Die Marktkapitalisierung indischer Aktien entspricht 70 % derjenigen Japans und 63 % der Marktkapitalisierung der Börsen innerhalb der Euronext. Im Kontext der Schwellenländer macht das Gewicht des MSCI India in etwa 16,3 % der gesamten Marktkapitalisierung des MSCI Emerging Markets1 aus – ein Anteil, der in den letzten zehn Jahren stetig gestiegen ist.
2. Strukturelle Faktoren (demographische Entwicklung, Digitalisierung und Infrastruktur) stützen das Wirtschaftswachstum
Indiens Wirtschaftswachstum im letzten Jahrzehnt war beachtlich. Das Land trug im Jahr 2023 schätzungsweise 17,6 % zum globalen BIP-Wachstum bei, verglichen mit weniger als 8 % im Jahr 2001. Diese beeindruckende Entwicklung wird durch verschiedene Faktoren untermauert.
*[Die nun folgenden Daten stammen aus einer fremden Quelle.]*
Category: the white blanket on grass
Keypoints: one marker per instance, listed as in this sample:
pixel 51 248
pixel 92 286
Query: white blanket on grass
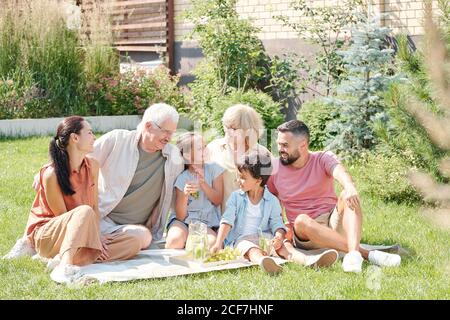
pixel 154 263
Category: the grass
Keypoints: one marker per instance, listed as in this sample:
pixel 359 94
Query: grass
pixel 424 275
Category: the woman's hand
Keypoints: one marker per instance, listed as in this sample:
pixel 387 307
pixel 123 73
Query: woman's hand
pixel 277 242
pixel 105 240
pixel 200 172
pixel 216 247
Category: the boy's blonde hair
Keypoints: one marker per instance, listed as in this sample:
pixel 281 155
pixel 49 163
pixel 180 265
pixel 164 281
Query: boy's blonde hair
pixel 241 116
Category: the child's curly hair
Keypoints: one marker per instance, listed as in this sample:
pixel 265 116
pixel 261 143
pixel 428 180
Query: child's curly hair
pixel 258 164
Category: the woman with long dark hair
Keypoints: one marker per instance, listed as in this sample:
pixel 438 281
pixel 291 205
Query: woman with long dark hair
pixel 64 219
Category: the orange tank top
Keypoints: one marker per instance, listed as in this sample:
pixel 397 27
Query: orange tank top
pixel 83 185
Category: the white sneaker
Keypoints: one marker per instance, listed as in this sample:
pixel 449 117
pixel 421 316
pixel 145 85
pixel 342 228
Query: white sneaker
pixel 384 259
pixel 324 259
pixel 22 248
pixel 353 262
pixel 269 265
pixel 66 273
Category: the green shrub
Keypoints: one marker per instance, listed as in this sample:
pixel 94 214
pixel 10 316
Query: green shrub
pixel 208 106
pixel 229 43
pixel 317 114
pixel 133 92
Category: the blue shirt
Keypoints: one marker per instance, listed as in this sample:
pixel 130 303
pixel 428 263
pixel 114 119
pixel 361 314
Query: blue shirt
pixel 234 215
pixel 201 209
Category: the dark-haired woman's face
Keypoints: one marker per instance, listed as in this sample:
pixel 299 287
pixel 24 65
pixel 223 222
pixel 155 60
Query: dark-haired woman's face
pixel 85 139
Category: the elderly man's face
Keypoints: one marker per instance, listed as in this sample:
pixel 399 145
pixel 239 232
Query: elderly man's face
pixel 156 135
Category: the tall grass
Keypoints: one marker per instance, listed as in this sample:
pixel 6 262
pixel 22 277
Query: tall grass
pixel 96 34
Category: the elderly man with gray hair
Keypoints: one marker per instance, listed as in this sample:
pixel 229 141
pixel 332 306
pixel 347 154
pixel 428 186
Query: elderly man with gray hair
pixel 138 169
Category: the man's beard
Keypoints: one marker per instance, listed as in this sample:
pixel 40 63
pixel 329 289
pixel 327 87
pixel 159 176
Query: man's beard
pixel 290 159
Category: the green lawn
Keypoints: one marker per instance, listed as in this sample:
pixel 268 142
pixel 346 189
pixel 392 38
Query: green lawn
pixel 424 275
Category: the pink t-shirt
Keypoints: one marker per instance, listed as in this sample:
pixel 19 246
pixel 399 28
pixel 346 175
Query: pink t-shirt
pixel 309 190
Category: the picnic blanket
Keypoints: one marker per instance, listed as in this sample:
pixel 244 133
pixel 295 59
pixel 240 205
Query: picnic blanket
pixel 154 263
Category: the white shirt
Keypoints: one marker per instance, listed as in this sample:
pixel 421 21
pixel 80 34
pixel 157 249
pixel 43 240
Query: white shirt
pixel 253 217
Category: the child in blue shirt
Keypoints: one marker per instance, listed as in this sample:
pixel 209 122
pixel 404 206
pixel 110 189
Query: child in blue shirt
pixel 252 212
pixel 198 193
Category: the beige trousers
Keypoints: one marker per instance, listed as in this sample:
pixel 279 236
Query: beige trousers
pixel 79 228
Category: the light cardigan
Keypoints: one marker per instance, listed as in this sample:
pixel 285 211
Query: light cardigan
pixel 118 155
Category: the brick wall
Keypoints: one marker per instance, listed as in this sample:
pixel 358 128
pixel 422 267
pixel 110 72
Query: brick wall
pixel 402 15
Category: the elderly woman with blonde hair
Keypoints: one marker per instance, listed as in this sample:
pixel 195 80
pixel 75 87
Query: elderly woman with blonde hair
pixel 243 127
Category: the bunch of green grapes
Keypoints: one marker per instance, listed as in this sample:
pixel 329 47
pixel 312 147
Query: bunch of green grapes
pixel 224 255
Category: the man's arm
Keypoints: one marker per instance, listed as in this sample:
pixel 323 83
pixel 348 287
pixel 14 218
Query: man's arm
pixel 350 194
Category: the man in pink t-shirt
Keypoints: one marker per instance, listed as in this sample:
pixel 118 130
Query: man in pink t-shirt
pixel 303 181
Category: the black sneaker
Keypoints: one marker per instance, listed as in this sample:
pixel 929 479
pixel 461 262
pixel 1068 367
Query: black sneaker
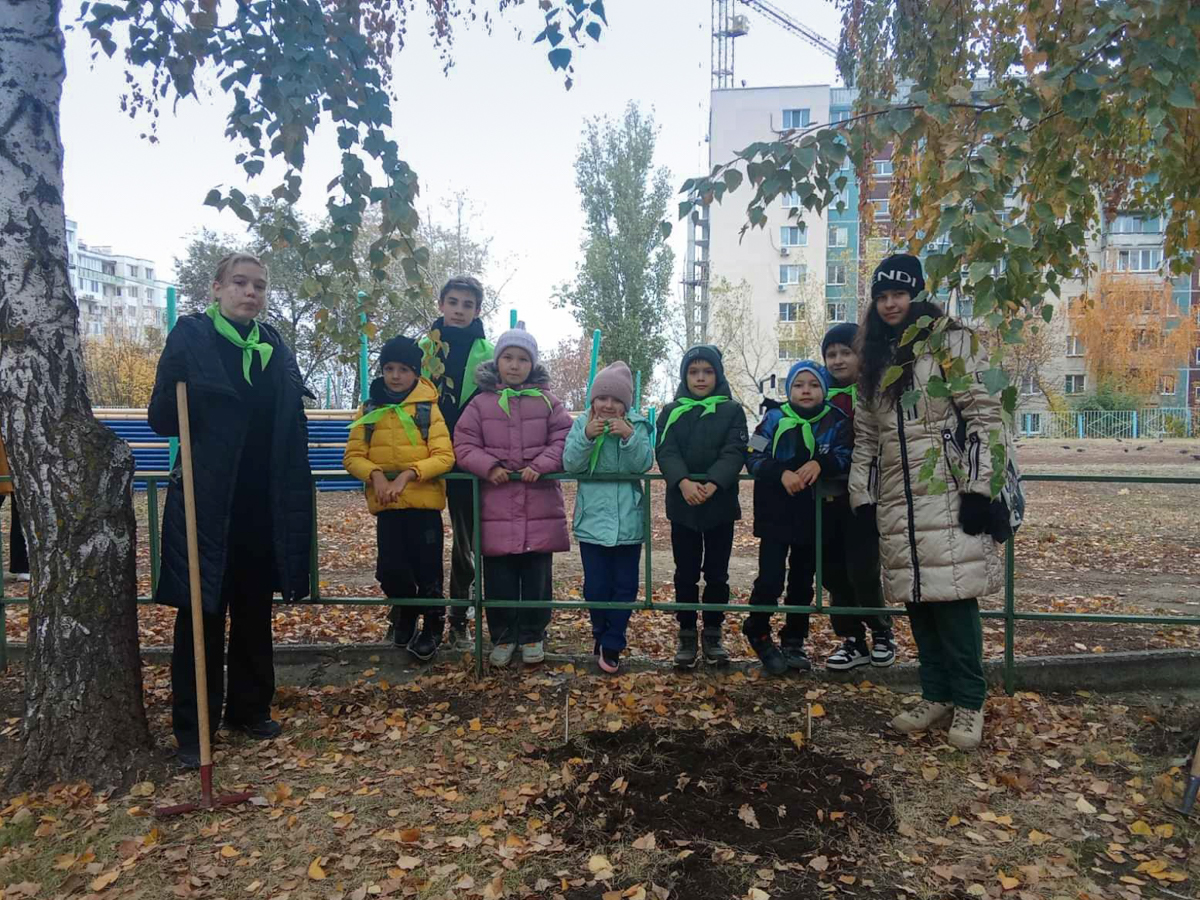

Indien weist den weltweit größten Markt an jungen Konsumenten auf: Bis 2030 wird es schätzungsweise 360 Millionen indische Verbraucher unter 30 Jahren geben. Passenderweise wird die digitale Infrastruktur Indiens stetig ausgebaut und an die Bedürfnisse dieser jüngeren, urbaneren Verbraucher angepasst. 43 % der digitalen Echtzeit-Zahlungen weltweit finden schon heute in Indien statt.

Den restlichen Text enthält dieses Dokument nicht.